Negotiate, don’t litigate
I have attended many of the Oroville Dam relicensing meetings in the last four years, during which I’ve heard and witnessed a great deal. I can no longer hold back my feelings, especially after the Dec. 1 Butte County Board of Supervisors meeting.
How long will the citizens sit silently while the county continues to waste their money? The Oroville relicensing settlement package is shaping up nicely, and the county may not only miss out if it doesn’t get on board, we also could all lose some of the existing project benefits. And if that’s not enough, the county will in all likelihood saddle the taxpayers—you and me—with additional attorneys’ bills.
The county continues to be unrealistic at the negotiating table, painting itself into an isolated corner. It appears to be positioning the taxpayers to foot the bill for the lawsuit. Do you want our money spent on lawsuits, or do you want to appreciate the benefits from the project?
Most other stakeholders have seen successes at the negotiating table: The City of Oroville, the Town of Paradise; the Feather River Recreation and Parks Department, the Oroville Recreational Advisory Committee, the Oroville Area Chamber of Commerce and others think it’s a good deal. But Butte County can only say, “We want more.” What is at stake is the potential for the county to walk away from $440 million in recreation benefits because its leaders think the deep pockets of the state can pay out more.
The Department of Water Resources and the state Water Commission have made additional concessions in an attempt to negotiate in good faith, but it’s never enough for the county. In fact, the SWC is so tired of giving it’s let the county negotiators know that if they don’t sign the settlement agreement, whatever success in negotiation will be withdrawn, including a long list of new recreation facilities at Lime Saddle that the Town of Paradise was able to add to the settlement agreement.
It would likely include additional boat ramp lanes at Bidwell Marina and the Spillway, perhaps cover the loss of annual payments for the county’s water entitlements from the State Water Project as well as funding of the county’s conjunctive-use studies.

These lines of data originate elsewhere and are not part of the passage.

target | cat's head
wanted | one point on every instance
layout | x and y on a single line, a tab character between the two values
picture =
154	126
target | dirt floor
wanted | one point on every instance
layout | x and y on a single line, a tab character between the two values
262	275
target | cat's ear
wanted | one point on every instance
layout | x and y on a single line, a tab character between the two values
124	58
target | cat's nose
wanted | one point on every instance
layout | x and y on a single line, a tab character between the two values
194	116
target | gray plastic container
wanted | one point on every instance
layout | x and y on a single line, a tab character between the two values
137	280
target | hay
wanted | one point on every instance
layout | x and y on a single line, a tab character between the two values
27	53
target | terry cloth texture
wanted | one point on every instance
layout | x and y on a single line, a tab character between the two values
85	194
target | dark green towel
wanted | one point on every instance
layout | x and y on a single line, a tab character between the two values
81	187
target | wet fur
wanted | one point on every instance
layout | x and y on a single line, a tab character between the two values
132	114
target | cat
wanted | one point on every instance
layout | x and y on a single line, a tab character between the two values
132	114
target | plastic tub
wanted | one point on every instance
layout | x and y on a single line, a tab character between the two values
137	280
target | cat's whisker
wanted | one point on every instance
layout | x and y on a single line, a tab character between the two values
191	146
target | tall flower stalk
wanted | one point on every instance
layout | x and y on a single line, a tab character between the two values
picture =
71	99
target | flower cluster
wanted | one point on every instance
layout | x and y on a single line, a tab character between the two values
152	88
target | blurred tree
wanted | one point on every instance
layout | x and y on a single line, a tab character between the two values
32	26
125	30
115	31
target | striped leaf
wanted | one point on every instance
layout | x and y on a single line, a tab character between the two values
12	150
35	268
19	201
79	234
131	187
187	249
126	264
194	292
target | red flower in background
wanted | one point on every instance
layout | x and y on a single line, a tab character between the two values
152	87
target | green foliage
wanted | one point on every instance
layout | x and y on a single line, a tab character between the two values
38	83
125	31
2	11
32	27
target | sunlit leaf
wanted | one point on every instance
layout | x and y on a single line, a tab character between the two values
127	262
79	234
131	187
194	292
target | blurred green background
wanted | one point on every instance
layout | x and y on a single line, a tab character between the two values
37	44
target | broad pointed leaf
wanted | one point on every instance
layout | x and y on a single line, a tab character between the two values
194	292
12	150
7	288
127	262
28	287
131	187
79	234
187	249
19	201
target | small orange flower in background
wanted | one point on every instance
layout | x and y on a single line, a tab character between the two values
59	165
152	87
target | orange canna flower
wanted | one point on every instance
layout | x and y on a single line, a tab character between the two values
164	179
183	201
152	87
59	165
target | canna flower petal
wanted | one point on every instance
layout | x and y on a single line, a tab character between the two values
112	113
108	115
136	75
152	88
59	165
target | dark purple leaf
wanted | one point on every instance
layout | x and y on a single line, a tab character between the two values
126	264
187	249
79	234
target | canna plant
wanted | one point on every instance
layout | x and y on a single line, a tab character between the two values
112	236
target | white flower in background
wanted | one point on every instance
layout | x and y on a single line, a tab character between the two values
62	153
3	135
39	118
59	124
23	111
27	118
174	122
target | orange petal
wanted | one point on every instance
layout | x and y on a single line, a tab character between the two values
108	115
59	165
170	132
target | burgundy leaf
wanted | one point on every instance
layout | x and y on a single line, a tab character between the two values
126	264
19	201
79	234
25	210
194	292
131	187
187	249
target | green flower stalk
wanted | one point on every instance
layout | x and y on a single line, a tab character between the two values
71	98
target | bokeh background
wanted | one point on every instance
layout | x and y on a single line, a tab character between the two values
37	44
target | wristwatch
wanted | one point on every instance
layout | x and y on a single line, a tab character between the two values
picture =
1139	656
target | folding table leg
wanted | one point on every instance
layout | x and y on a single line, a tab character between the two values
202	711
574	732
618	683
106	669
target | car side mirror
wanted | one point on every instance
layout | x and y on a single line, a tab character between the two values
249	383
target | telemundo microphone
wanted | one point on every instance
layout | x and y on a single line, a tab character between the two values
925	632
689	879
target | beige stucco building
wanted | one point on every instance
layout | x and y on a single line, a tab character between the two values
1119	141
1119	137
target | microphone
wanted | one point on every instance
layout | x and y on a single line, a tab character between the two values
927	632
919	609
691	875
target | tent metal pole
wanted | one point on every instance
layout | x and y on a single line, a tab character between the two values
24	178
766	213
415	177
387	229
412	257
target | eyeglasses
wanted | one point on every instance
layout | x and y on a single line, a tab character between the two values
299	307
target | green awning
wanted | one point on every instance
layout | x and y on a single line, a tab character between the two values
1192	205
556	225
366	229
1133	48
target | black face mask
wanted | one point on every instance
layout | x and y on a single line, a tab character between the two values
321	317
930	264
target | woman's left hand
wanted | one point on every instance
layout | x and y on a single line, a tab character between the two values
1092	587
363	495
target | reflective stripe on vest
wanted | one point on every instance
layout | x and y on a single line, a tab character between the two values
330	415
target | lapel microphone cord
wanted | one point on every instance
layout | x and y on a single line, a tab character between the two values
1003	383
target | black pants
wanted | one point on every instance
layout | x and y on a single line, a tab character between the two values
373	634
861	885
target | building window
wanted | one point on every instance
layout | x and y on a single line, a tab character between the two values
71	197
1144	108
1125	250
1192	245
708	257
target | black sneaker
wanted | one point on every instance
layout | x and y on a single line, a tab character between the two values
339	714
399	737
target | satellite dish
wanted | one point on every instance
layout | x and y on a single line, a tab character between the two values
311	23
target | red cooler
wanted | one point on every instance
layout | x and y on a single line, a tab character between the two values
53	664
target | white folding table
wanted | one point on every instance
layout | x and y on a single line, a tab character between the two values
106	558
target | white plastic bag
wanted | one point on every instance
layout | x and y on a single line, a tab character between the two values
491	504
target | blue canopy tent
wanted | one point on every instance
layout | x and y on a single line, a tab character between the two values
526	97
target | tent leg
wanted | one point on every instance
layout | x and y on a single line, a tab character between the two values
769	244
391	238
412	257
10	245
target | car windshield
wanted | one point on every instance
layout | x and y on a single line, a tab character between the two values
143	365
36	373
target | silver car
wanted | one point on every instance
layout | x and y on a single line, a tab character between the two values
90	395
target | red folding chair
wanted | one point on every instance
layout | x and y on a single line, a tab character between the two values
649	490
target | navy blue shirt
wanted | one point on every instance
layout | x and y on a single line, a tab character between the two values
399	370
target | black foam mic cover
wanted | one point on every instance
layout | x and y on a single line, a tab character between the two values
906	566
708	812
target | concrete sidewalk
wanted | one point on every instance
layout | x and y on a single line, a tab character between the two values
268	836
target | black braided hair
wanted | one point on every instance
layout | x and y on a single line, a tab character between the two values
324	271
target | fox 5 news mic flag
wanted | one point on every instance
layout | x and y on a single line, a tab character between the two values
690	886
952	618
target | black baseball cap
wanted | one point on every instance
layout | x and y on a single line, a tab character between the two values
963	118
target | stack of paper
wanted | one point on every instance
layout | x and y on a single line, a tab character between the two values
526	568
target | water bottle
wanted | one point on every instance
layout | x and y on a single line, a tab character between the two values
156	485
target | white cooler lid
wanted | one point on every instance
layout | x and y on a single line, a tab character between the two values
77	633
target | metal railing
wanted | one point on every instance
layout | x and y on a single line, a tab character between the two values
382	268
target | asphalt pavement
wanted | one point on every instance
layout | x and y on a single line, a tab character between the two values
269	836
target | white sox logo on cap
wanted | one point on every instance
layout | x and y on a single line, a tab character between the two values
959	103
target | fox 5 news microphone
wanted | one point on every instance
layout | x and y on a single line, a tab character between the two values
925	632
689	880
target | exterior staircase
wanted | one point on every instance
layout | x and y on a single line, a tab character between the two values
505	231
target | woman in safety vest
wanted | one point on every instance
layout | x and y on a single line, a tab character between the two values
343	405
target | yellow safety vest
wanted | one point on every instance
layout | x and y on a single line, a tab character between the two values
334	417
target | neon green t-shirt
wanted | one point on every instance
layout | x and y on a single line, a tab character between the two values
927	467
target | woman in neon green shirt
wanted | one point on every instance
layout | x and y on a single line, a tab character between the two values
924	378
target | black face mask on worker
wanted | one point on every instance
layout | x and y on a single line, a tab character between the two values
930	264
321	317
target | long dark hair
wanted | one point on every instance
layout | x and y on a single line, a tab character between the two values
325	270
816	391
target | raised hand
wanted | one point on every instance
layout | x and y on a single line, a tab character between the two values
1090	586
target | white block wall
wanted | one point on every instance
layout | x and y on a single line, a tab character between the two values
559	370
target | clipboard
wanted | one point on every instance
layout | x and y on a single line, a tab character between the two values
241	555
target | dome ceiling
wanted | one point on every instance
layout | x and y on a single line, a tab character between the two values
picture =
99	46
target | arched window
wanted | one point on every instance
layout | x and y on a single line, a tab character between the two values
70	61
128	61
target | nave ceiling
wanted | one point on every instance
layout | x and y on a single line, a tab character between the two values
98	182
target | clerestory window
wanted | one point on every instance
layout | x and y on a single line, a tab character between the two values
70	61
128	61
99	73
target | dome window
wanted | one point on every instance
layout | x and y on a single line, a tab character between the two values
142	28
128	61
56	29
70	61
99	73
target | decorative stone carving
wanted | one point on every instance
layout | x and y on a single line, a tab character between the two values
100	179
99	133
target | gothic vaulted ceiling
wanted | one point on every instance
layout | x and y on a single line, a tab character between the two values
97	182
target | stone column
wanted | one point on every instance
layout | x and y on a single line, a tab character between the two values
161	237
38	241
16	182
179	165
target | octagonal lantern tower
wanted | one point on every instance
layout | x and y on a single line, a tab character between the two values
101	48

The settlement is shaping up to be a good deal, and you need to tell your supervisor that you want to be part of it, not a lawsuit. This is Oroville’s opportunity to realize the benefits from the project and take control of our future. We live in the shadow of the dam, and the settlement package will allow us to develop local solutions for local problems. We need more and better jobs for our community, and the settlement agreement, not a lawsuit, will help us get there. We can do this together. It’s in our best interest.